# Joomla 1.5 and security issues?

## bjorntj

Just wondering why Joomla 1.5.3 is masked or which security issues this is?

regards,

BTJ

----------

## baaann

I would be interested in the answer to this as well

----------

## Carlo

 :Arrow:  grep joomla -nC 3 /usr/portage/profiles/package.mask

----------

## bjorntj

Not sure what you mean by this info.... That info was what made me make this thread in the first place, because it didn't say anything about which security issue this was.....

BTJ

----------

## Carlo

Um, wonder what's so hard to grok.You're pointed to bug 211166, which reads

 *Quote:*   

> This is just a tracker for all those web-apps we masked due to constant
> 
> security issues.

 

so these packages are provided, but won't be supported for above mentioned reason. When you're interested in the history of vulnerabilities, have a look at the CVE db or so.

----------

## bjorntj

My problem is that I don't know what security issues these are, since none of this is mentioned on the Joomla site....

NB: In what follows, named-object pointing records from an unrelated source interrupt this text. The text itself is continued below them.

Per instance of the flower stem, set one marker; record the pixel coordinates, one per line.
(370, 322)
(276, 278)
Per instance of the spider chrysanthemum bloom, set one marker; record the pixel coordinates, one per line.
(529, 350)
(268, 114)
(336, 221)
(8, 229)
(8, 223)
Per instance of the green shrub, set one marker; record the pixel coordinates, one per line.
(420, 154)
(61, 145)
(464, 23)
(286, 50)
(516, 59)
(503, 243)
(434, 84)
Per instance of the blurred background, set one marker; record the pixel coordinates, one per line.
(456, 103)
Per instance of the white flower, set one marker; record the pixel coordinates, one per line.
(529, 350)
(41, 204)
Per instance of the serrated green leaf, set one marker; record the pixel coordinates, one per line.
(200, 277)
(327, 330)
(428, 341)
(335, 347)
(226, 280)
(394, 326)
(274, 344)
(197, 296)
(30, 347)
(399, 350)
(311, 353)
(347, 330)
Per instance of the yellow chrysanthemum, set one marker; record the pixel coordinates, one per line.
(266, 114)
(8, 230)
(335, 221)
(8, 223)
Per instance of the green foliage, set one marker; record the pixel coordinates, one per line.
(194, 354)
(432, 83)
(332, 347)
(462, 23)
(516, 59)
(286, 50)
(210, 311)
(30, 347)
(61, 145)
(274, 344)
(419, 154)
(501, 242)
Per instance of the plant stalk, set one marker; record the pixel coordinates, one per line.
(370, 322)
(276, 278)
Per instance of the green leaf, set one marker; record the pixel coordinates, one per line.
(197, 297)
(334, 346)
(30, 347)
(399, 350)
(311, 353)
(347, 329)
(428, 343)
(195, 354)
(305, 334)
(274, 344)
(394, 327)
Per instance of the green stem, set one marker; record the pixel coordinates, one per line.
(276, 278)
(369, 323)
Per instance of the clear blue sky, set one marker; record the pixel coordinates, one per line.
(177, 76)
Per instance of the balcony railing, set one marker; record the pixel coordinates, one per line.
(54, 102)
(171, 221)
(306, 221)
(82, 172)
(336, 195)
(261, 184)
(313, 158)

(Do the gentoo people/developers know something that the Joomla developers don't?)

BTJ

----------

## baaann

 *Quote:*   

> have a look at the CVE db

 

Thanks Carlo I wasn't aware of the db, but a quick google found it  :Smile: 

@bjorntj

Just enter joomla into this page and it yields 233 matches

http://nvd.nist.gov/nvd.cfm?advancedsearch

----------

## bjorntj

Yes, but as far as I can see, this isn't a problem with core Joomla but all the third party extensions...?

BTJ

----------

## Carlo

Of course the list also includes CVE's for third party extensions. What you're missing is that there is not necessarily an open issue for any of these masked packages. There have been more than enough vulnerabilities, that the maintainers decided not to care about it anymore, so they masked the packages. It's a matter of maintenance cost and also a clear sign towards the user base, to be very careful, if you want to use such a package. When you want to use Joomla you should monitor at least the Joomla mailing lists and maybe the one or the other security mailing list yourself. No one is serving you the information on a plate.

----------

## bjorntj

Ok but that explains my question... Thx...  :Smile: 

BTJ

----------